Home / TVs & Audio / Headphones / Denon AH-NC800 / Denon AH-NC800

Denon AH-NC800 - Denon AH-NC800

By Hugo Jobling

Reviewed:

Summary

Our Score:

7

User Score:

Those who like their bass to thump through their skulls won't find the AH-NC800s to their tastes, but we don't consider that a bad thing. Rather the sound produced by these headphones is clear and balanced, which is how we prefer to absorb our music. Tracks such as Band of Horses' No One's Gonna Love You were reproduced delicately and faithfully, with plenty of detail eked out of the files we fed the AH-NC800s.

That 'lack' of bass doesn't mean that the AH-NC800s can't do big, complex renditions; Mozart's Requiem was a pleasure to listen to. On a similar note, we found ourselves barely able to resist jiving away at our desks to the self-titled Foxy Shazam album, which was rendered with plenty of punch and energy. We're often given to thinking noise-cancelling headphones don't compete with true hi-fidelity headphones but we think the AH-NC800s compare favourably to headphones in the sub-£200 region; the premium presumably justified by those very noise-cancelling abilities.
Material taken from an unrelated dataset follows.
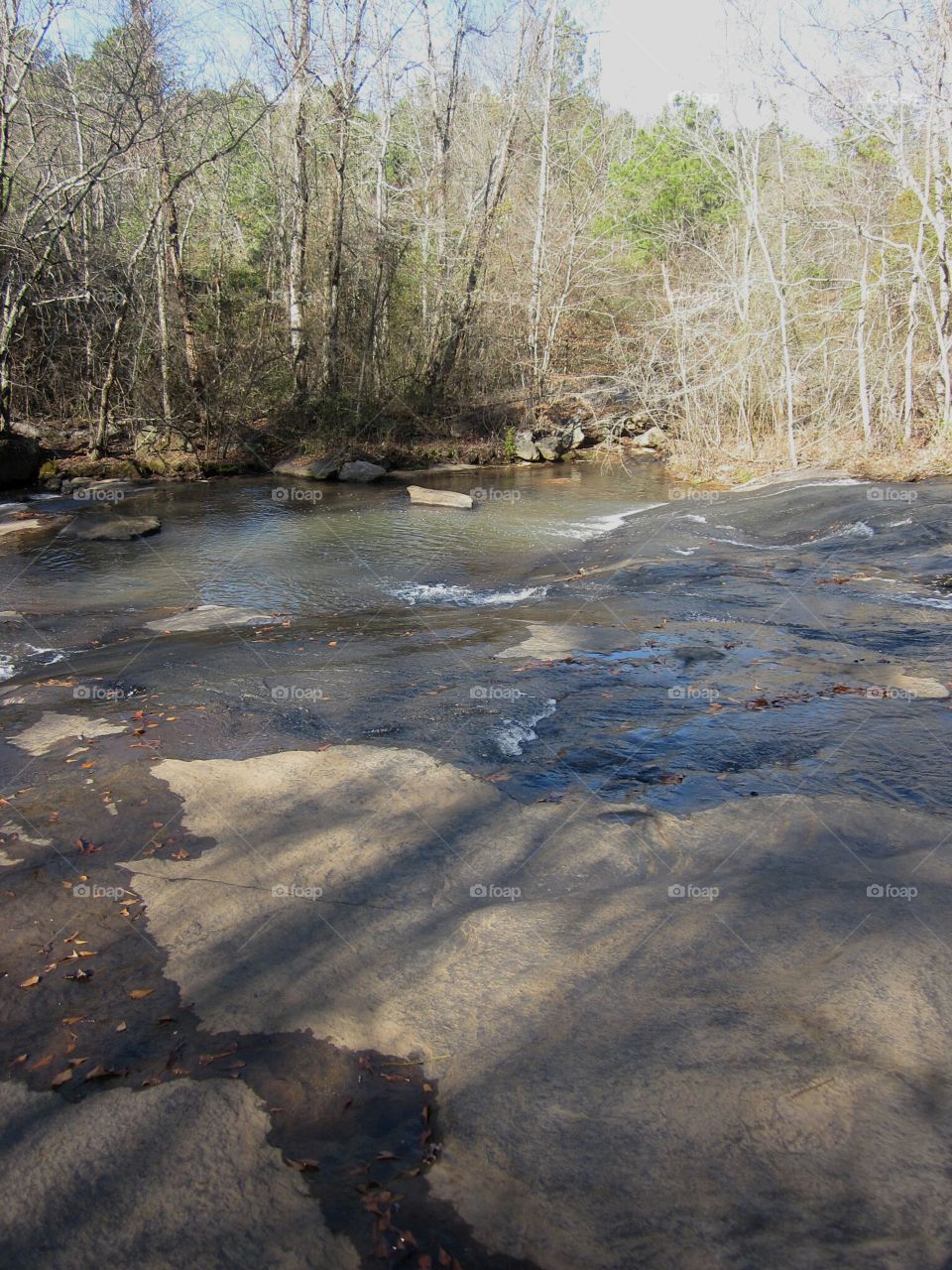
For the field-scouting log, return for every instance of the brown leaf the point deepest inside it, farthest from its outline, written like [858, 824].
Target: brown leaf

Alas, where the AH-NC800 headphones let themselves down, like their predecessors, is their noise isolation, making that premium a little hard to swallow. The circumaural design looks and feels like it should offer a decent amount of passive isolation. In actuality, although exceedingly comfortable, the earcups don't seem to filter out much noise at all. Plugging in a triple-A battery and turning on the active noise cancelation does a good job of filtering out low-pitched droning sounds, such as the whir of a fan in a server rack or presumably the hum of a jet engine, but a lot of 'normal' noise still filters through - you can relatively easily have a conversation with them on.
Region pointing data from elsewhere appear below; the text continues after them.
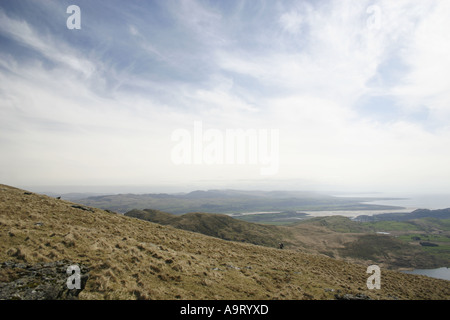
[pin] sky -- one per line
(336, 95)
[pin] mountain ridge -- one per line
(130, 258)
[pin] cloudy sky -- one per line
(357, 91)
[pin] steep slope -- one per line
(215, 225)
(130, 258)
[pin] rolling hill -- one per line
(129, 258)
(229, 201)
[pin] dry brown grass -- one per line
(135, 259)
As much as this is a bit disappointing, it isn't necessarily a problem; if you’ll be using the AH-NC800s in an environment where the noise is the type of intrusive drone they excel at blocking, then they'll serve your purposes well. If you're thinking of blocking out the sound of jackhammers, or the chatter of neighbouring passengers on a train you might want to look elsewhere - especially given the price tag on the AH-NC800s.

Verdict

Denon might have had a better time pushing the concept of high-end, noise-cancelling headphones if the latter aspect of the AH-NC800s were more successful. Given the price, though, we hoped for better isolation, especially with the quality reproduction on offer from these headphones.

Overall Score

7

Scores In Detail

  • Value 6
  • Sound Quality 8

Neville Mosey

November 19, 2010, 5:25 pm

Once again the gimmick of "noise cancelling headphones" strikes again! If they were so good at cancelling noise why don't DJ's use them, they rely on isolating the sound of one track through the headphones and the other via the speakers?
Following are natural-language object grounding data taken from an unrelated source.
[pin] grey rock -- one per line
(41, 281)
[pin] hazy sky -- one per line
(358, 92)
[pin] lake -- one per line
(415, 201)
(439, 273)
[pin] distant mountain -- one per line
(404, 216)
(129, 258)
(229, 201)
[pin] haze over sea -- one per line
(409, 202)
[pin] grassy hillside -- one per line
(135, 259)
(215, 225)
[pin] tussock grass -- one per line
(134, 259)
They are the audio equivalent of a new DIY tool on the shopping channel!

Hugo

November 19, 2010, 5:37 pm

I take it you read the review then; especially the part when I pointed out that they only block certain kinds of noise and it's not a universal fix.

WestHej

November 19, 2010, 7:24 pm

I'm very interested in buying a pair of headphones around the £130 price point and at the moment I've stumbled upon the Sennheiser HD25-1 II, Shure SRH-840 and Audio Technica ATH-M 50 (which is actually £75 across the pond!). I was wondering if you have any more recommendations from this price range?





Any chance of a review of those 3? At the moment the Audio Technicas are taking my fancy.

alchobot

November 19, 2010, 10:24 pm

I've tried the noise cancelling route twice, both Phillips, but I can't live with the hiss that the electronics generates so I've gone over to Shure 'in the ear' headphones which I find very good for noise isolation sans input - they do a reasonable job of filtering out screaming babies on overnight flights.

shnatiw

November 27, 2010, 12:44 am

Have recently purchased these headphones. Agree with the review which seemed fair. Tried these out before buying along with a pair of Bose Q15's. The Q15's looked and fit nicer and were far better at the noise cancellation. However, the sound was inferior to the Denon's and the Denon's were £30 cheaper. I use the Denon's on a regular bus/coach commute and they do a reasonable job at noise cancelling. Certainly a lot better than any in ear headphones I have used, and the quality of sound is superb, especially for electronic music. Jean Michel Jarre has never sounded so good on my ipod. They are also very light, and comfortable, and the hard carry case is a nice touch. Overall, a pricey buy, but they have made my commute a lot more enjoyable.